EDIT: The original proposal was for the implementation of a (default-enabled) safety-guard. From discussing on #juce on TheAudioProgrammer discord, there is some contention regarding the proposal. Therefore, I reduce the proposal, and instead propose no more than that the JUCE team discuss the options for implementing such a safety guard.
I have damaged my eardrum with this code:
void audioDeviceIOCallback(
const float** inputChannelData, int numInputChannels,
float** outputChannelData, int numOutputChannels,
int numSamples
) override
{
...
If I don’t explicitly zero the output buffer, occasionally (for me 20%+ of runs) the output buffer is not zeros, and ths makes such a loud static sound that even on macOS MINIMUM volume it is dangerous.

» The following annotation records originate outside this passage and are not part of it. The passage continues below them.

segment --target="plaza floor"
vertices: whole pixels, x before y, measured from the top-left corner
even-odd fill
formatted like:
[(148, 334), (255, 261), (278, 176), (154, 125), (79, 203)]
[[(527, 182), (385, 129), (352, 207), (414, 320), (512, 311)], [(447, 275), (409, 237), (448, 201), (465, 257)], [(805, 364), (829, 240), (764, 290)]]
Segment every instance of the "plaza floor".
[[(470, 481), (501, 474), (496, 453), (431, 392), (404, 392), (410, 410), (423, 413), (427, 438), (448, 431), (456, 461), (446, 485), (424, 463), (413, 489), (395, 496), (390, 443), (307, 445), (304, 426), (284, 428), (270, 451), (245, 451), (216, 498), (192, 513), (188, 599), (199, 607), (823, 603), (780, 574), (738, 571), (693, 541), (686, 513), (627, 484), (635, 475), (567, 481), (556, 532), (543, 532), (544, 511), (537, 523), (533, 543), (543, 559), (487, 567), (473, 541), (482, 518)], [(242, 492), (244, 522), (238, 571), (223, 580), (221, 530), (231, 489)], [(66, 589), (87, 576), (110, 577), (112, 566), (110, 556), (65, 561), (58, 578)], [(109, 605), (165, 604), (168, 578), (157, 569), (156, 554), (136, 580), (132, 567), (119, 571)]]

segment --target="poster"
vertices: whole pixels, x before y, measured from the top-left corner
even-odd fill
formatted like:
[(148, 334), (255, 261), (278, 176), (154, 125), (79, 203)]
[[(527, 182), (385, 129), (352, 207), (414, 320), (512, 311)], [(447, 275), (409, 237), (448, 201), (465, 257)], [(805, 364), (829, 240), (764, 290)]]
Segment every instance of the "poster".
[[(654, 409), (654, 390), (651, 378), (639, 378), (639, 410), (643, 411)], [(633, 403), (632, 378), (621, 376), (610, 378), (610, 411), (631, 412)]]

I had no idea it was possible to drive headphones/mac-speaker this hard. Surely it must risk destroying the speaker.
So, now it seems I have a perforated eardrum.
So please consider making this change:
(EDIT:)
myAudioDeviceManager.addAudioCallback(
newCallback,
false, // zeroOutputBuffer : optional, default true
false // checkOutput : optional, default true
);
Or adding 2 flags to .initialize
:
myAudioDeviceManager.initialise(
1, // numInputChannelsNeeded
2, // numOutputChannelsNeeded
nullptr, // XML
true, // selectDefaultDeviceOnFailure
device, // preferredDefaultDeviceName
&deviceSetup // preferredSetupOptions
false, // zeroOutputBuffer : optional, default true
false // checkOutput : optional, default true
);
Or even adding members to
auto deviceSetup = AudioDeviceManager::AudioDeviceSetup();
deviceSetup.sampleRate = 44100;
deviceSetup.bufferSize = bufSize;
deviceSetup._DANGER_zeroOutputBuffer = false; // defaults to true
deviceSetup._DANGER_checkOutput = false; // defaults to true
Maybe the last pattern is cleanest, as it now becomes impossible to remove the (now) default protections without realizing what they are doing. Any code containing these overrides is explicit. Warning-via-code > warning-via-doc.
Now this is non-breaking, and an engineer concerned with optimizing performance could manually elect to disable the safeguards.
The key point is that they would need to explicitly write , true, true
in order to disable the safeguards, which means they have read the API doc for the method, and understand the implications.
Mattijs on TheAudioPrgrammer Discord has offered a shim for preventing this.